N’y a-t-il pas d’exceptions pour les tremblements de terre?

Pour le tremblement de terre, il semble que oui. Les choses bougent à la fois pour envoyer de l’argent des banques occidentales et pour envoyer du matériel. Il y a moins de contrôle bureaucratique sur les produits de première nécessité entrant dans le pays et ainsi que pour les transferts: la Banque centrale syrienne elle-même a déclaré que lorsque la raison du transfert est invoquée comme raison du tremblement de terre, le taux de change utilisé dans la banque sera égal à celui du taux de change réel.

Pensez-vous que les sanctions devraient être supprimées?

Je pense qu’il faut certainement lever ou au moins remoduler les sanctions : elles sont toujours toutes fixées sur le modèle 2014-2015 ! Maintenant, après 12 ans, je pense qu’ils devraient être revus au moins pour frapper ceux qui devraient l’être et ne pas réduire la population à la pauvreté. Par exemple, avec l’urgence du tremblement de terre, les particuliers doivent pouvoir s’entraider. Je vois des éléments positifs parce que pour la première fois, de nombreux États européens veulent présenter une demande commune de sanctions, surtout cette année compte tenu du tremblement de terre. Et cela ne s’était jamais produit auparavant.

Peut-être que ce malheur du tremblement de terre conduira réellement à un premier pas vers la révision.

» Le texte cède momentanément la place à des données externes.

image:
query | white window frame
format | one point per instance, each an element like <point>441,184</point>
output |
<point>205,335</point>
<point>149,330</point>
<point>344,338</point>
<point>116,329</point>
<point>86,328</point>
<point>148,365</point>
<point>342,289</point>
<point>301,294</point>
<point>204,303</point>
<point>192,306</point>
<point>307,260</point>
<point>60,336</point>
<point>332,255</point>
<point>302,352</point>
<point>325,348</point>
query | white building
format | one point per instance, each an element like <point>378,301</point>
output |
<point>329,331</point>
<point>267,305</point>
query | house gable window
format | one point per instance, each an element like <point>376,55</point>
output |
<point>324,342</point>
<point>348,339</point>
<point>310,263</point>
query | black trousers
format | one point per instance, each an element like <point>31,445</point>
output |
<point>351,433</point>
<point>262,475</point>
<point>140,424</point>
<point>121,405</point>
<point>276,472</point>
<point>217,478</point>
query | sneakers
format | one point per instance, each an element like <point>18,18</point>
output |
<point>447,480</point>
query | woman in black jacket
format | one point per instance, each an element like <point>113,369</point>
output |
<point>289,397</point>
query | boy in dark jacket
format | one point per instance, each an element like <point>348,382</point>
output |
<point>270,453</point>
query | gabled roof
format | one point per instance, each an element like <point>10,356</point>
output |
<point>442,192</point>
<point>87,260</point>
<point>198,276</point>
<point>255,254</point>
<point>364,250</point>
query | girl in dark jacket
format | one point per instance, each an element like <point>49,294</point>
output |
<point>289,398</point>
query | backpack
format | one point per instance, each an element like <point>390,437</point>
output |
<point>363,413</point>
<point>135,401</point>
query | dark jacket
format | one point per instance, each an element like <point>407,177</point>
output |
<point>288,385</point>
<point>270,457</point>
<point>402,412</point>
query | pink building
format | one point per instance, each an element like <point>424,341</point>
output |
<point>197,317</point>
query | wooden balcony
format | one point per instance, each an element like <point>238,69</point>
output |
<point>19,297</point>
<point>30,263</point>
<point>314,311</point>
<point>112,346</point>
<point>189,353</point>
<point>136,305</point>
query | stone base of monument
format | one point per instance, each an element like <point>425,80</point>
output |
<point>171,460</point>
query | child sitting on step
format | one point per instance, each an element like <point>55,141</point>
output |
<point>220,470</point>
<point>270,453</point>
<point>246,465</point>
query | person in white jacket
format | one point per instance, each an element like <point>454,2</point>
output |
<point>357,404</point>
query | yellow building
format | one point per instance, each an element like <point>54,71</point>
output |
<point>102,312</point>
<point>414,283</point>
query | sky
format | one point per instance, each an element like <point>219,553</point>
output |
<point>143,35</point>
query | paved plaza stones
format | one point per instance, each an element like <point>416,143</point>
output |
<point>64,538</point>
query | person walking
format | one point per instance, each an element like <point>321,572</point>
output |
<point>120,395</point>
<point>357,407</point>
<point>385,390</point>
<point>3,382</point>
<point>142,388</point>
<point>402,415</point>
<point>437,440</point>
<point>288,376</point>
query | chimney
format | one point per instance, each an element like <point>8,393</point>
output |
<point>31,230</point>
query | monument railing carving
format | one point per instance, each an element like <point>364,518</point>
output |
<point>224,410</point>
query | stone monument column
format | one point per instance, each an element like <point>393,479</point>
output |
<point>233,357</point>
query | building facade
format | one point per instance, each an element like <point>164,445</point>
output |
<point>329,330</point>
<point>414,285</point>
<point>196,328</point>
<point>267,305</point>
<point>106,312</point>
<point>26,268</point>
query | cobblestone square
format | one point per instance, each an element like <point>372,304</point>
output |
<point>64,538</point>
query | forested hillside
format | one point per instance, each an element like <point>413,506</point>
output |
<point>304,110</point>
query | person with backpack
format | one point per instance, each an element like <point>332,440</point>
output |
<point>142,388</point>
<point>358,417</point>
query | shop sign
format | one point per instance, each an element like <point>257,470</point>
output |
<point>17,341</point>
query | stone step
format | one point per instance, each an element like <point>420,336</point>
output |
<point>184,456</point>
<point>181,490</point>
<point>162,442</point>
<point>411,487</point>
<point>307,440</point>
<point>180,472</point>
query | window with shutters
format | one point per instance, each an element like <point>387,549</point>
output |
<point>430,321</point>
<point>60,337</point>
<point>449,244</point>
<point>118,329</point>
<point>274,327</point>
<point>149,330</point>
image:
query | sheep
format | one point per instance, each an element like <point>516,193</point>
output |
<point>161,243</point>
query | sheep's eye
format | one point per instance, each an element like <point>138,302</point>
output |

Soutenir les personnes déplacées en Syrie

Il y a beaucoup de familles obligées aujourd’hui de vivre dans des tentes et des abris de fortune, dans le froid et sans savoir quand et si elles pourront rentrer chez elles. Beaucoup sont des enfants qui, depuis leur naissance, n’ont vu que des décombres, de la violence et du deuil.

Notre présence en Syrie ne les a jamais abandonnés et aujourd’hui, après le énième traumatisme du tremblement de terre, nous sommes prêts à reconstruire et à reprendre des projets avec foi, espérance et engagement.

Une première équipe d’ingénieurs italiens est partie il y a deux jours pour rejoindre les villes syriennes et vérifier l’état des maisons. C’est un premier pas précieux de reconstruction pour rendre, autant que possible, un minimum de vie quotidienne qui restaure la sérénité.

URGENCE SISMIQUE : NE LAISSONS PAS LES SIRANI SEULS

Voici quelques photos des jours qui ont immédiatement suivi le tremblement de terre à Alep.